WATER QUANTITY AND QUALITY

High vegetative basal density values, depressional areas, and significant ground cover (litter/duff, etc.) drive performance values for the baseline and refence site conditions. Increased impervious surfaces associated in the BAU condition drive down the scores of all three water services relative to the baseline or reference conditions while water quantity control impacts are somewhat limited by assumed detention structures in that design. These detention structures remain in the restoration scenarios; however, recovery of vegetation and associated outcomes (litter/duff, basal density, etc.) supports rebounds in water quantity and quality.

CORE SERVICES

Within this analysis, baseline performance frequently exceeded that of even the reference condition where forest regeneration supported robust secondary growth leading to favorable conditions for many services. Natural area lost to clearing of vegetation, increased man-made impervious and previous surfaces, and the loss of some stream channel area are the major drivers for the service values in the BAU condition. Established vegetation drives services higher in the baseline, reference mosaic, and the more mature restoration scenarios.
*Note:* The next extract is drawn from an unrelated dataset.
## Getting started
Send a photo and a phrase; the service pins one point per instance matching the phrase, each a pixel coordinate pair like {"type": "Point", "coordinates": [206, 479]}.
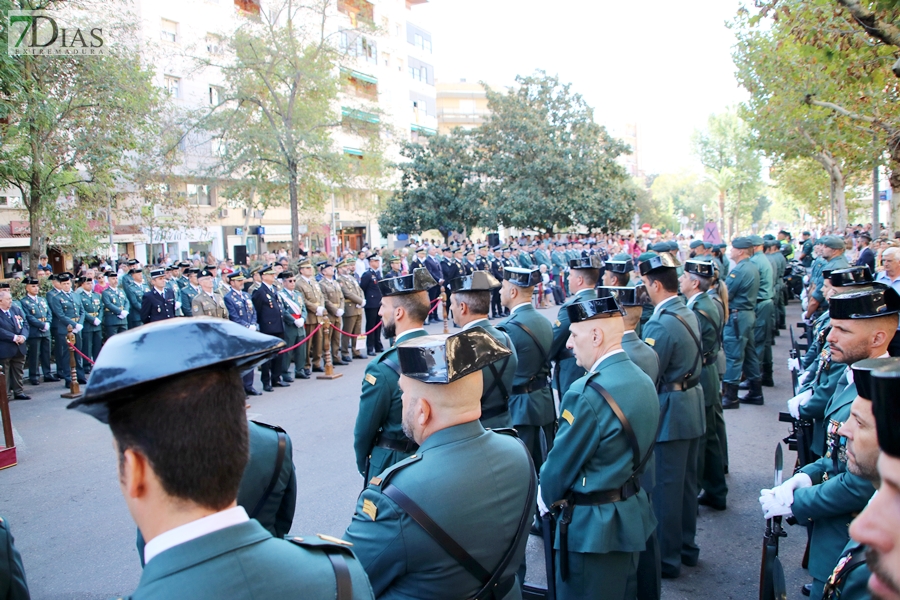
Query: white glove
{"type": "Point", "coordinates": [801, 399]}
Over time, regrowth from restoration efforts increases structural attributes that provide support mechanisms for biodiversity and other services.

High-Level Notes

BAU scenario assumes traditional engineering designs for the site development footprint

1. BAU is not heavily influenced by sustainability measures in an effort to provide a reference point

2. The remainder of the site, outside of clearing footprint, is assumed to stay “as-is” for initial restoration scenarios but adjusted for continued growth for later time intervals

The reference site target performance scores are driven by a reference site mosaic constructed in response to presumed community priorities

1. This prioritization results in a decrease in forest cover and an increase in aquatic map unit proportions, which decreases performance for a suite of forest-related benefits, but increases performance for other benefits associated with aquatic systems (which occupy a smaller percentage of the landscape)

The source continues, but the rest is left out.